The key is the observation that $N_t$ is equal to $N_{t-1}+1$ if the $t^{\text{th}}$ vertex decides to have a loop, and to $N_{t-1}$ otherwise. A more useful way of stating this is to define a Bernoulli random variable $$L_t = \begin{cases}1 & \text{ if there is a loop at $t$,} \\ 0 & \text{otherwise.}\end{cases}$$ Then we have $N_t = N_{t-1} + L_t$, which actually lets us rewrite $N_t$ as a sum: $$N_t = L_1 + L_2 + \cdots + L_t.$$ Importantly, $L_1, \dots, L_t$ are independent (a vertex does not look at the choices made by previous vertices) and so we can compute moments of $N_t$ from the moments of $L_t$.
Just as we have $$\mathbb E[N_t] = \mathbb E[L_1] + \mathbb E[L_2] + \dots + \mathbb E[L_t] = 1 + \frac12 + \cdots + \frac1t$$ we can also write $$\text{Var}[N_t] = \text{Var}[L_1] + \text{Var}[L_2] + \dots + \text{Var}[L_t] = 1 \cdot 0 + \frac12 \cdot \frac12 + \cdots + \frac1t \cdot \frac{t-1}{t}.$$ (This relies on independence - variance would not otherwise be additive.)

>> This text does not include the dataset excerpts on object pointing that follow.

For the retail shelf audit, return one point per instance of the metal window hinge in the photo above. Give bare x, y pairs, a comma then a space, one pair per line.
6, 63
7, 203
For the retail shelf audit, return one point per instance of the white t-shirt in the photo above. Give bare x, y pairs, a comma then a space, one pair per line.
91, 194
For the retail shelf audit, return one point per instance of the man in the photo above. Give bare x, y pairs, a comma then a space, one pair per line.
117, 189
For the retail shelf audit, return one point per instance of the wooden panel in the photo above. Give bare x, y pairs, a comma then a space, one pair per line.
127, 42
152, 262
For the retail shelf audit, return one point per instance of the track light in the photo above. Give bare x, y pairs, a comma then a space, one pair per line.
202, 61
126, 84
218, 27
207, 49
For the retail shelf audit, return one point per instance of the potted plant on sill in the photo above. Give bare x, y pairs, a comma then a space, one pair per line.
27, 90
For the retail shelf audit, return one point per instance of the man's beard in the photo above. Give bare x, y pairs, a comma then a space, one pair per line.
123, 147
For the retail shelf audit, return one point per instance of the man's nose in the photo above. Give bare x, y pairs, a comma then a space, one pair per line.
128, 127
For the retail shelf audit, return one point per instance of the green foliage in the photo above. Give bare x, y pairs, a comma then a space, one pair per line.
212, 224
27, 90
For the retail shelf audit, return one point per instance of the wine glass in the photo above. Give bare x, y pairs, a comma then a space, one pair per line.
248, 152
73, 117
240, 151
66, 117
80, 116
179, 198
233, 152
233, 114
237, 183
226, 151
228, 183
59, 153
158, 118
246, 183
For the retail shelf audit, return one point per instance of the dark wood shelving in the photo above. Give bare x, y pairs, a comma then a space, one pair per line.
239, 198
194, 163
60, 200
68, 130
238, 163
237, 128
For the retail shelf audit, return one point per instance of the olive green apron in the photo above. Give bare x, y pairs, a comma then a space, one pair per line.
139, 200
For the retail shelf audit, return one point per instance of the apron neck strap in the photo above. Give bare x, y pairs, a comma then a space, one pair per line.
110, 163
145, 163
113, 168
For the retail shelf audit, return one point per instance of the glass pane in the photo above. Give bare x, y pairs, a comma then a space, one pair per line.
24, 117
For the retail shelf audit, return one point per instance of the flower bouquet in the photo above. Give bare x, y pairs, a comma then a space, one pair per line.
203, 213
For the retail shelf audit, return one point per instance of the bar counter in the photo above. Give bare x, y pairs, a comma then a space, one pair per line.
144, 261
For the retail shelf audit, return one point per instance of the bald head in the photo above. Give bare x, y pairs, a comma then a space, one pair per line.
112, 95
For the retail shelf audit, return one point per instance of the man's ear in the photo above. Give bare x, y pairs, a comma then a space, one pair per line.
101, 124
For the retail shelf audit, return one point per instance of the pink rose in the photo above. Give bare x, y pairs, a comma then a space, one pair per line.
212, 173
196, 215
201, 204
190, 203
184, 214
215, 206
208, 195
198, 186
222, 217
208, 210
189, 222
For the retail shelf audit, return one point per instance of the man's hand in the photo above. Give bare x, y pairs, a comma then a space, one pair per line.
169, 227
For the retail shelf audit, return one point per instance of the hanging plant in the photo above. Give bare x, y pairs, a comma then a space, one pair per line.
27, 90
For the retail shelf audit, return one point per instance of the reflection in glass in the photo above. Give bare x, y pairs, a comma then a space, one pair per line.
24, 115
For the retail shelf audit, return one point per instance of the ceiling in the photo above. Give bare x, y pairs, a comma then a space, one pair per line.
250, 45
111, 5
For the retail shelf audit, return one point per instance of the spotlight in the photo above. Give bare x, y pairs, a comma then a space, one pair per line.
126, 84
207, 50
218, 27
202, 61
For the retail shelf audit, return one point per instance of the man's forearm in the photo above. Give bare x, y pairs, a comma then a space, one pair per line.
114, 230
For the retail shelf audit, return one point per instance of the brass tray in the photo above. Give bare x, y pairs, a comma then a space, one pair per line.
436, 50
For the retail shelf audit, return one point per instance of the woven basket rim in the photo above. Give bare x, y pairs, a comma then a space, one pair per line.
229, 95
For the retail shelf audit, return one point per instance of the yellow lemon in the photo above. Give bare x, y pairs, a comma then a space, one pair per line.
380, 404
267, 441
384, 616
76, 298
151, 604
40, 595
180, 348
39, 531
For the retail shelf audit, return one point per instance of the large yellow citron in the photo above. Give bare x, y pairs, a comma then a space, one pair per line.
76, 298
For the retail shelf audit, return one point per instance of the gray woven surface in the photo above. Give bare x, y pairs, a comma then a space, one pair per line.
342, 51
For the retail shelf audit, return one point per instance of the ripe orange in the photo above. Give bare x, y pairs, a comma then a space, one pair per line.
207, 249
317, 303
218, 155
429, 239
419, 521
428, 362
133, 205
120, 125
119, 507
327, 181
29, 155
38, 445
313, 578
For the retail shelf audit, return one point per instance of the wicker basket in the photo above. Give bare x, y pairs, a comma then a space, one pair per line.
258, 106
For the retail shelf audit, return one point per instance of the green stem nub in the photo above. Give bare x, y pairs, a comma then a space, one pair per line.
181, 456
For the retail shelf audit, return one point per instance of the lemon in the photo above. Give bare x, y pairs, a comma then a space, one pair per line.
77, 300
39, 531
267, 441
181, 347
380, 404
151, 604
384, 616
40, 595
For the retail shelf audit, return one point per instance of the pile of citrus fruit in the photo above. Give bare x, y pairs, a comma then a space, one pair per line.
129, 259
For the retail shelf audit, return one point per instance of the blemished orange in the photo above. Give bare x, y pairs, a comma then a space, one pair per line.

This is an obnoxious sum that does not have a nice closed form, but we don't need it to. All we need to know is that:
This is enough to conclude that we get the convergence in probability we want. Using Chebyshev's inequality, $$ \Pr\Big[\big|N_t - \mathbb E[N_t]\big| \ge \varepsilon \mathbb E[N_t]\Big] \le \frac{\text{Var}[N_t]}{\varepsilon^2 \mathbb E[N_t]^2} \le \frac1{\varepsilon^2 \mathbb E[N_t]} $$ which converges to $0$ as $t\to\infty$.
By the way, the random process in this question is known as the Chinese restaurant process, and the distribution of $N_t$ is the distribution of the number of cycles in a uniformly random permutation of $\{1,\dots,t\}$.